An aside to this was the cost: it turns out the applicant had an agreement with Taylor Wimpey that they would fund the legal costs on their side win or lose, as the land had in effect been sold to them in the event of the planning being granted. It is expensive and difficult to fight big builders in cases like this. What hope is there for that land now, seemingly having won the fight only less than two years ago?
Do we really need all these houses? Well yes, if you allow immigration to boom as it has for years now, that of course is a separate argument but a valid one as we decide (or rather, our Tory government decides for us) this is the way forward. This is a relatively small island; there has to be a limit or we end up as a giant version of Hong Kong and the ridiculous proposal we should decant three million Chinese here is perhaps an indication that that is what the Government wants !
As a nation we have been governed appallingly by successive administrations. This is just another off -loading of responsibility of government to local authority and having seen local authorities tread water, avoid issues and take their ill-gotten salaries and pensions from the ever-increasing local taxes which never seem to give anything back to us in return, I for one would not trust them to run the proverbial whelk stall. Their track record in this area proves it. You only have to look at Milton Keynes: I had no idea you could bulk buy roundabouts but Milton Keynes planners thought it a good idea to buy them all and foist them on the motorist, with absolutely no one at all having responsibility.*
With planning all local councils are interested in is the extra council tax take, no less, no more; their actions prove it. Like the NHS patient, the resident has become a hindrance, so by-pass him.
What is being proposed is the usual 'get out of jail' card being played, rather than having a meaningful appraisal of the convoluted planning laws and streamlining them to avoid the endless bottlenecks. It is much easier to grease the road ahead for those Tory donors, isn’t it, and to blight for ever many areas that until now have escaped the new-build horrors.
I expect this new proposal will escape scrutiny as we are obsessed with the latest non-deaths with the Covid virus - they can and have kept that going long enough to slip several pieces of legislation through unnoticed, it’s what governments do.
For the first time in my life I did not vote at the last election as I felt there was no one to vote for worth my vote.

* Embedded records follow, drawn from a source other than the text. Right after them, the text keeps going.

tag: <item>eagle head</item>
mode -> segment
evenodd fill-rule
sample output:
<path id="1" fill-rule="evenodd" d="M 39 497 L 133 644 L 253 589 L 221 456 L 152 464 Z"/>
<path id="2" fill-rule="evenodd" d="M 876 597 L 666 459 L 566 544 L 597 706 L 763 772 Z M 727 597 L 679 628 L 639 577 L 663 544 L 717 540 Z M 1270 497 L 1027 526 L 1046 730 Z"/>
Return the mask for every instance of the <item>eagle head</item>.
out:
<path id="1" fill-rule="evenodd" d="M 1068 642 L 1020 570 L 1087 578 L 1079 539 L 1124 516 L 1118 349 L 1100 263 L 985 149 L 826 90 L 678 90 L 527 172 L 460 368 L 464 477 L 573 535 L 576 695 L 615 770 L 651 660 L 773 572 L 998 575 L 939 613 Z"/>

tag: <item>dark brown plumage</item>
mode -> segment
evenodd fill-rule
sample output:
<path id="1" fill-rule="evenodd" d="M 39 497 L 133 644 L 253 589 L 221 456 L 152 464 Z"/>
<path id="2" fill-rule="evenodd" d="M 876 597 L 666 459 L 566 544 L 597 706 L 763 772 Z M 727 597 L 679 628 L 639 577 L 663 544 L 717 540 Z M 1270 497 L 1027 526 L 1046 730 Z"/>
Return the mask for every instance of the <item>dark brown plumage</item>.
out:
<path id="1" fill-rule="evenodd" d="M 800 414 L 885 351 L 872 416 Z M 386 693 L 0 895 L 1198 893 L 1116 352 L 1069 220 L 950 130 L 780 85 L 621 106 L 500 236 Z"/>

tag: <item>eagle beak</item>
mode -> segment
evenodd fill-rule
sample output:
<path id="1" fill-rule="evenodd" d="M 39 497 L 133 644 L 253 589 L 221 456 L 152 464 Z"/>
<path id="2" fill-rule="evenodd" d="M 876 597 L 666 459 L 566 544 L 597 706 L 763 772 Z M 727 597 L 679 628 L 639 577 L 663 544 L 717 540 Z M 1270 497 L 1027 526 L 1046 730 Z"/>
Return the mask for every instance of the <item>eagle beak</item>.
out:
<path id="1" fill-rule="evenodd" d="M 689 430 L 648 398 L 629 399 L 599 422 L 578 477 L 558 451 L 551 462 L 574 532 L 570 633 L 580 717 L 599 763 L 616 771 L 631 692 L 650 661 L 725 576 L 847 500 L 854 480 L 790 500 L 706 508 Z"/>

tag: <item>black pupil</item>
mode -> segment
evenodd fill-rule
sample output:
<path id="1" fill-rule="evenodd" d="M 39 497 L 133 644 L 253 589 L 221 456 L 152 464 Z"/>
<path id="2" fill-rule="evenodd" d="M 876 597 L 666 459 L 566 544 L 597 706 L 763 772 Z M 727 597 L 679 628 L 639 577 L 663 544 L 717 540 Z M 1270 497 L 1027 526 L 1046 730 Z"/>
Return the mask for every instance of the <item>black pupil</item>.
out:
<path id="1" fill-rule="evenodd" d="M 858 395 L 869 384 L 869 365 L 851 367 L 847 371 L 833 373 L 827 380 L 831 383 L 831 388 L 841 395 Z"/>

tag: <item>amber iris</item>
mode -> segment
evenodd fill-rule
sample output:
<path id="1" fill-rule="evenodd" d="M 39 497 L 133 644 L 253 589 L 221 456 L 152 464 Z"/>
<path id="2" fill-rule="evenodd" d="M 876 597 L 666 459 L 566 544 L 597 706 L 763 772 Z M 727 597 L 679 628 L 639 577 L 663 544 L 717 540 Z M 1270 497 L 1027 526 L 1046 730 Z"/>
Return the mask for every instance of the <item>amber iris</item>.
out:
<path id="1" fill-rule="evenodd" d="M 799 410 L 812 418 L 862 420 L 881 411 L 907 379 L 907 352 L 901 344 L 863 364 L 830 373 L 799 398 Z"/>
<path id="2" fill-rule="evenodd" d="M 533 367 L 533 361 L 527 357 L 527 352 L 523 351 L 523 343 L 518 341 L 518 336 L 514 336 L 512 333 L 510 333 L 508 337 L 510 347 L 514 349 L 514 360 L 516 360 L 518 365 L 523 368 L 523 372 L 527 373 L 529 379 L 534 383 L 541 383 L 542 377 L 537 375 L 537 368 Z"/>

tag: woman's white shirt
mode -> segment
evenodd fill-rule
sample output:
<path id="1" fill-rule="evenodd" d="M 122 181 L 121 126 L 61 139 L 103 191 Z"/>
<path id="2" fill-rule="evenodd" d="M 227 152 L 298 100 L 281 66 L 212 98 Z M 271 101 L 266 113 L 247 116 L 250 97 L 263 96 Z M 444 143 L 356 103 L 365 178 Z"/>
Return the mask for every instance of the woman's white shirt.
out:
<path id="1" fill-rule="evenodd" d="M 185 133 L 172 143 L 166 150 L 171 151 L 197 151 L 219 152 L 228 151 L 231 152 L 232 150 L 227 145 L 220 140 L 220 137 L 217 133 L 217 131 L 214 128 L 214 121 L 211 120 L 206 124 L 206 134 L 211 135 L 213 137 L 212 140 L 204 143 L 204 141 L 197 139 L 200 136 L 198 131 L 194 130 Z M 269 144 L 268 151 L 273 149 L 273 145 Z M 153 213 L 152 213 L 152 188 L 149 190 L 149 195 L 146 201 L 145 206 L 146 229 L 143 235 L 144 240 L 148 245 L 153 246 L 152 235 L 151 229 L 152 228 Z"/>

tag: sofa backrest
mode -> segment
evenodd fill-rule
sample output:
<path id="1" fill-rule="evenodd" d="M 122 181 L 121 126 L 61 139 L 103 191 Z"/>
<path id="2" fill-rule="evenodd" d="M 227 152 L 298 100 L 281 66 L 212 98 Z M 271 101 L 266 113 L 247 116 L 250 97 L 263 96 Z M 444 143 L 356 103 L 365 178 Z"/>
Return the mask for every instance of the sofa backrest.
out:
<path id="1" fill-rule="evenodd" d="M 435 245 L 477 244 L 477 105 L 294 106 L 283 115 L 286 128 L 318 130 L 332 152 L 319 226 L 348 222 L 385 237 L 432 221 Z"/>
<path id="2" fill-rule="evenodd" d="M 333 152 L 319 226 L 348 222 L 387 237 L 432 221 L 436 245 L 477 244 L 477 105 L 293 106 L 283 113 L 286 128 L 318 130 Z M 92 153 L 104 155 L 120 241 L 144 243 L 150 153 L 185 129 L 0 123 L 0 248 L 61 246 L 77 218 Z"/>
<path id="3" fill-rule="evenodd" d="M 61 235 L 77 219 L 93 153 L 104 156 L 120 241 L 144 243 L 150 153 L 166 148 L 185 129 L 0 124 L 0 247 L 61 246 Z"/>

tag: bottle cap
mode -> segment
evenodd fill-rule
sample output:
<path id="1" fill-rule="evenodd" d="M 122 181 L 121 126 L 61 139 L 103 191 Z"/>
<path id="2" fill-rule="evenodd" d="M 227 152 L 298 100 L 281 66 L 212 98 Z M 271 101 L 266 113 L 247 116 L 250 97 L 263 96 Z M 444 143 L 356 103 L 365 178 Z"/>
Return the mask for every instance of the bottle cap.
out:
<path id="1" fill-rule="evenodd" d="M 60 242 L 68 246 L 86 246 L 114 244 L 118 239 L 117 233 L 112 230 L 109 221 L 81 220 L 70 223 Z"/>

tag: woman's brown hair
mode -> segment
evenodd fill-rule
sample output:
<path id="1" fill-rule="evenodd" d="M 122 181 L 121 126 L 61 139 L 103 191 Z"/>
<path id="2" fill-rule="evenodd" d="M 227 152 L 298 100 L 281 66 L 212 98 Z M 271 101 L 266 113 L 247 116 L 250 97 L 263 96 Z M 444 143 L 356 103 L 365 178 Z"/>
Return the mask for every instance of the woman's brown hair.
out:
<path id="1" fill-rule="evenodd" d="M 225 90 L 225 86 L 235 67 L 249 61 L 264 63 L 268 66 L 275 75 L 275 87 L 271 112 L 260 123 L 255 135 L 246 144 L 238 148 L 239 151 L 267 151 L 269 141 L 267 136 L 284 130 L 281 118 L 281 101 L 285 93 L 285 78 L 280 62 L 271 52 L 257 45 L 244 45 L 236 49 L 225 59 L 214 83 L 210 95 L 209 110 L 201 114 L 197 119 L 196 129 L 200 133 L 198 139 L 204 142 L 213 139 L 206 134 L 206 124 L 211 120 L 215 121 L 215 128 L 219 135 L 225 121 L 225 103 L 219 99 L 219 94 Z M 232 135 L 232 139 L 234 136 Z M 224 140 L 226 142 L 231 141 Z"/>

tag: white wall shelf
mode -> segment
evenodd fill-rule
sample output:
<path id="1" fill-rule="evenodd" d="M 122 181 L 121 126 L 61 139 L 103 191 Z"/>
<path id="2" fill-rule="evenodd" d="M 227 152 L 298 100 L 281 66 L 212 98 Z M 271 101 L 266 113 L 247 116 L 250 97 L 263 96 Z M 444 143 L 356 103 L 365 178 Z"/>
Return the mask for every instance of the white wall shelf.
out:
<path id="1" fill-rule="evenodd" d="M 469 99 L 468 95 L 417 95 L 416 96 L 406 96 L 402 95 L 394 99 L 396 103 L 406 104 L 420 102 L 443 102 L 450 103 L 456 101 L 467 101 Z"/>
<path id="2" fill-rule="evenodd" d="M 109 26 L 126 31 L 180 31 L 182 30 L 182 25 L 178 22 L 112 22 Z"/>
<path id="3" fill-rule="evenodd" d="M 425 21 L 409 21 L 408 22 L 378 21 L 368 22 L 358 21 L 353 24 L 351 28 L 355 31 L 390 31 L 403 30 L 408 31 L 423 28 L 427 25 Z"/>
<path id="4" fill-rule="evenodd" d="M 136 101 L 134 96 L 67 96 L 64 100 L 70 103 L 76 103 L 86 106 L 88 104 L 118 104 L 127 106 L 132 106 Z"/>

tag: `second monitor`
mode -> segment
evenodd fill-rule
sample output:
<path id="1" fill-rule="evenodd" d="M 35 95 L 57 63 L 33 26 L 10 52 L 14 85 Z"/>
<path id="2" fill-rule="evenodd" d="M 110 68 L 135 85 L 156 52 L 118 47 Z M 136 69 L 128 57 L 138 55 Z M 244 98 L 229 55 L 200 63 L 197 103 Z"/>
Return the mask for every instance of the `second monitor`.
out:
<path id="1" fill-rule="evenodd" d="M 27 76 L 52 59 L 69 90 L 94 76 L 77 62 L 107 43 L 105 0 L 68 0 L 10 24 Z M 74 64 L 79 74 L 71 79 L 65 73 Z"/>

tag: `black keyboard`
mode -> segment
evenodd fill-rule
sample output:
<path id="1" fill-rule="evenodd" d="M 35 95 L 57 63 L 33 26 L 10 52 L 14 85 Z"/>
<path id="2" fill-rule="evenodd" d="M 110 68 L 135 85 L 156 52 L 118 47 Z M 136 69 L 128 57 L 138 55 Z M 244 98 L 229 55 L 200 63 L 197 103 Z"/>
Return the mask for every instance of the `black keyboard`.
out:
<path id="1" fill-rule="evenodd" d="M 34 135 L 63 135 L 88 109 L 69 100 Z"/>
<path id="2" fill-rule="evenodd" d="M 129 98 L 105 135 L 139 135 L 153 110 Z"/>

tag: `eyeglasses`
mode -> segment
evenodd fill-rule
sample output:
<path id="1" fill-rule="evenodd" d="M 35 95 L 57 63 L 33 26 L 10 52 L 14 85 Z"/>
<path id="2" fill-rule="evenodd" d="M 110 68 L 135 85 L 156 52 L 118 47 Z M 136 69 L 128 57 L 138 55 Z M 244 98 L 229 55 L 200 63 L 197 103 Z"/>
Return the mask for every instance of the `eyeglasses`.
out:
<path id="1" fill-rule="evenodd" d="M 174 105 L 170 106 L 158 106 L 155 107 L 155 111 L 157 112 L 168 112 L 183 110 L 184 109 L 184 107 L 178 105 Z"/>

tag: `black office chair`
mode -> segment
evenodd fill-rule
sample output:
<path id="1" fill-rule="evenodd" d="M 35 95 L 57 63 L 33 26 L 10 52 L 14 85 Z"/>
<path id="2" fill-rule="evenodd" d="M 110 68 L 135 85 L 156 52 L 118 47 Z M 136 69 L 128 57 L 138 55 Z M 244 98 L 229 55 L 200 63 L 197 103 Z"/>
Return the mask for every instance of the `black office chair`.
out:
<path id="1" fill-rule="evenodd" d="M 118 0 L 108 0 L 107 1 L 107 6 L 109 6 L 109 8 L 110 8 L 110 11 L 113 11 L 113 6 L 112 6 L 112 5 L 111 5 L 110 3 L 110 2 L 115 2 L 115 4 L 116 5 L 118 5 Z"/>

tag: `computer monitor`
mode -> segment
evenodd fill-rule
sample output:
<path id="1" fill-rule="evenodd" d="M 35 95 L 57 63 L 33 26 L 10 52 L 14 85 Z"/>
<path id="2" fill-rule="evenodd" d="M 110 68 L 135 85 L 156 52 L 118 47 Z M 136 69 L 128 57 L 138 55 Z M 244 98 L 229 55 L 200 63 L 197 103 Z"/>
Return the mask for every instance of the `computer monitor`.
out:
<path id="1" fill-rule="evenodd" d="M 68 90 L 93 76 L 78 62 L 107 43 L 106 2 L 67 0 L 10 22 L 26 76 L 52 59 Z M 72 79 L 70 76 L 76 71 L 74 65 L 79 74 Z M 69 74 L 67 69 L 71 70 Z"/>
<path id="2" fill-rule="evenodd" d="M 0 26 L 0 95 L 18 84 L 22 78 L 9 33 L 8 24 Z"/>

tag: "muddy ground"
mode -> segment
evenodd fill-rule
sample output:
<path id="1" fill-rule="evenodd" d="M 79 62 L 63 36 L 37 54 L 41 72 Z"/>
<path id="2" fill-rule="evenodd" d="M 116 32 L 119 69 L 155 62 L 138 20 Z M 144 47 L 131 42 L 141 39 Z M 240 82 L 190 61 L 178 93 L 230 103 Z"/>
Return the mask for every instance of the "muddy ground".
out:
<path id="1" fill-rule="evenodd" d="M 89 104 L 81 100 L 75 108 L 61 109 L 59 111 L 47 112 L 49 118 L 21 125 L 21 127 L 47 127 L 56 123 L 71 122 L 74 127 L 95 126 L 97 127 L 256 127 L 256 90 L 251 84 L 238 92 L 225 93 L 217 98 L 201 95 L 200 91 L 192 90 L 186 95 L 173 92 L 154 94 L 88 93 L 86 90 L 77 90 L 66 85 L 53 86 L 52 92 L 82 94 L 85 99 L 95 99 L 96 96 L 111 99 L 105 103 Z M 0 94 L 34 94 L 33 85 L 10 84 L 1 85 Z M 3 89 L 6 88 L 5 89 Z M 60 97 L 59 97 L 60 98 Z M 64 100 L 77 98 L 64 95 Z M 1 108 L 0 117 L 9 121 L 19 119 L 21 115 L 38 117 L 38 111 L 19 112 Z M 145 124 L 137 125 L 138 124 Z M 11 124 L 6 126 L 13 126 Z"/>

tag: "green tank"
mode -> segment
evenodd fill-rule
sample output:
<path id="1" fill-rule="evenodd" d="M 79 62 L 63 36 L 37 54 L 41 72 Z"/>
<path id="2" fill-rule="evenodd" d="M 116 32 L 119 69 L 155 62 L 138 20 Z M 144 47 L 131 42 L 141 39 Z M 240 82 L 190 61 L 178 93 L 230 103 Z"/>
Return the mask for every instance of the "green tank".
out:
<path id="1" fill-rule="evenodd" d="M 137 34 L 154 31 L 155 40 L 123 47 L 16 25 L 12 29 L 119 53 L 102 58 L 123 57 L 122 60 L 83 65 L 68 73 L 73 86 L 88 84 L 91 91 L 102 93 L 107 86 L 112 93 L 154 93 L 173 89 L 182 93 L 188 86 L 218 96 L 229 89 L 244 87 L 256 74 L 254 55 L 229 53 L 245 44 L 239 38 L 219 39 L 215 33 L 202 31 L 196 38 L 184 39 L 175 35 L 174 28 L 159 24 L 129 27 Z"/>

I did have some reservations about that but the events and handling since have vindicated my decision and as the late George Carlin said:
*Sackerson adds: this article on the development of Milton Keynes is interesting if not enraging:
https://www.theguardian.com/cities/2016/may/03/struggle-for-the-soul-of-milton-keynes - sample:
'Milton Keynes also defied 1970s austerity because it was built using a mechanism that some urban planners say could be used to solve the current housing crisis. It was a state-funded city. The government loaned the corporation money, and the corporation could (eventually) return its investment because it was entitled, under the New Towns Act, to buy land at agricultural prices. As soon as this land was developed, it became far more valuable: this uplift paid for MK’s infrastructure.'
40 years on and Douglas Adams' Hitchhiker's Guide To The Galaxy seems more relevant than ever:
P.S. It looks as though Exeter, Devon is for it, after some skirmishes:
- as previously Totnes, Ivybridge, Dartington etc., further west. And as for the planning blight in Cornwall, the ring roads with their hypermarkets, the withering of town centres and the social decay, let those who have seen St Austell (for example) bear witness.